Ahora bien, como semejantes líneas están expuestas también a la opinión de todo hijo de vecino – destinatario inmediato o remoto de la Instrucción – , permítaseme el subrayado de algún que otro aspecto con el sencillo ánimo de animar aún más el debate. El primero de ellos proviene de la Instrucción al uso en su número 5: “La conservación de las cenizas en un lugar sagrado puede ayudar a reducir el riesgo de sustraer a los difuntos de la oración y el recuerdo de los familiares y de la comunidad cristiana. Así, además, se evita la posibilidad de olvido, falta de respeto y malos tratos, que pueden sobrevenir sobre todo una vez pasada la primera generación, así como prácticas inconvenientes o supersticiosas”.

El segundo de los aspectos lo tomo del intento – en forma de libro con el título Imágenes para la esperanza – de un antiguo Prefecto del, – para entendernos así sin rodeos – Santo Oficio por convertirse durante unas horas en cicerone de la Urbe de Roma. Ya se entiende que me estoy refiriendo al, por entonces, Cardenal Joseph Ratzinger. Guiando – Imagíneselo con la banderita bien alta para que ningún “japo” se pierda – por las inmediaciones de la Basílica de san Pedro, al pasar por lo que se conoce como Camposanto Teutónico, pregunta: “¿Por qué exactamente tememos ante la muerte?”. Y con esa amabilidad y dulzura que le caracterizan responde: “La tememos, porque nadie puede sacudirse completamente la sensación de que habrá un juicio ante cuya cercanía nos acuda sin paliativo alguno el recuerdo de todos nuestros fallos, ese recuerdo que, de ordinario, tan diligentemente sabemos reprimir. La cuestión del juicio ha puesto su sello a la cultura funeraria de todas las épocas. El amor que rodea al muerto, debe protegerlo; el hecho de que lo acompañe tanta gratitud, no puede dejar de tener efecto en el juicio: así pensaban y piensan los hombres” (Imágenes para la esperanza, 100). Y añade, finalmente, con toda la paciencia del mundo hacia esos seres que son “ontológicamente” una “polaroid con cuerpo humano incorporado”: “Nuestros cementerios, con sus signos de caridad y confianza, son en realidad intentos así, realizados por el amor, de retener de algún modo al otro, de darle todavía un trozo de vida. Y, desde luego un poco continúa viviendo realmente también en nosotros; no el mismo, sino algo de él. Dios puede retener más: no sólo pensamientos, recuerdos, repercusiones, sino a cada uno como él mismo” (Imágenes para la esperanza, 102).

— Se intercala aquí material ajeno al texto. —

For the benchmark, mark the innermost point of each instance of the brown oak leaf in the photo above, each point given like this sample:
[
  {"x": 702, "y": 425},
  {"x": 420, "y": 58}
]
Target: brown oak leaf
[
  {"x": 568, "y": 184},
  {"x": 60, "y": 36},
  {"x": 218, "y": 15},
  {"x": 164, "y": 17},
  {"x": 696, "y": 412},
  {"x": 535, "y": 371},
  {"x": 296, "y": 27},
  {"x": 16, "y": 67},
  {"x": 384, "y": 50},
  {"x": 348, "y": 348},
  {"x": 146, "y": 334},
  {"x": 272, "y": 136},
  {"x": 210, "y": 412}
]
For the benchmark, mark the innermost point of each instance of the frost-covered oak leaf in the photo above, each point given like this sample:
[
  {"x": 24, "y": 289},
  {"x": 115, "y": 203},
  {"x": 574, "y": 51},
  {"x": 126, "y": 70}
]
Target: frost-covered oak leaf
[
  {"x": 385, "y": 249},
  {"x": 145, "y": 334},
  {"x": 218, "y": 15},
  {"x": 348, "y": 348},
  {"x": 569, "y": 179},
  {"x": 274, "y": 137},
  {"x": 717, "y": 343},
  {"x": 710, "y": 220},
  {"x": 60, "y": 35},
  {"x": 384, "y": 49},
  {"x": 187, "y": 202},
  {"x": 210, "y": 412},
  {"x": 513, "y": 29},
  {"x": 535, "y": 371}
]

El tercero de los subrayados de este “argumentario no muy crematístico” podría parecer como “metido con calzador”. -¡Lo admito! ¡Puede ser! -. Sin embargo, concédaseme el beneficio de la duda en forma de un par de minutos de sosegada lectura de lo que sigue. La reflexión, verdaderamente sugerente, – Bueno más que reflexión es todo un monólogo por parte del mismísimo Dios Padre tal y como es recreado por el escritor francés Charles Péguy – reza así:

“-Todo está consumado. No hablemos más de esto. De este increíble descendimiento de mi Hijo en medio de los hombres. Y la que con esto han armado ya. Y alrededor de la hora nona ha hecho resonar mi Hijo ese grito que todavía no ha dejado de resonar. Los soldados han vuelto a sus cuarteles riéndose y chanceando, porque han acabado el servicio. Sólo un centurión y algún que otro soldado han quedado para custodiar aquel patíbulo sin importancia. Alguna que otra mujer, la Madre. Ya cualquiera tiene derecho a sepultar a su hijo, menos yo, Dios, que estoy maniatado por esta aventura, sin poder sepultar a mi Hijo. Fuiste tú, oh noche, que viniste”.

Nada más. ¡Qué prosiga el debate! Claro que: In ictu oculi.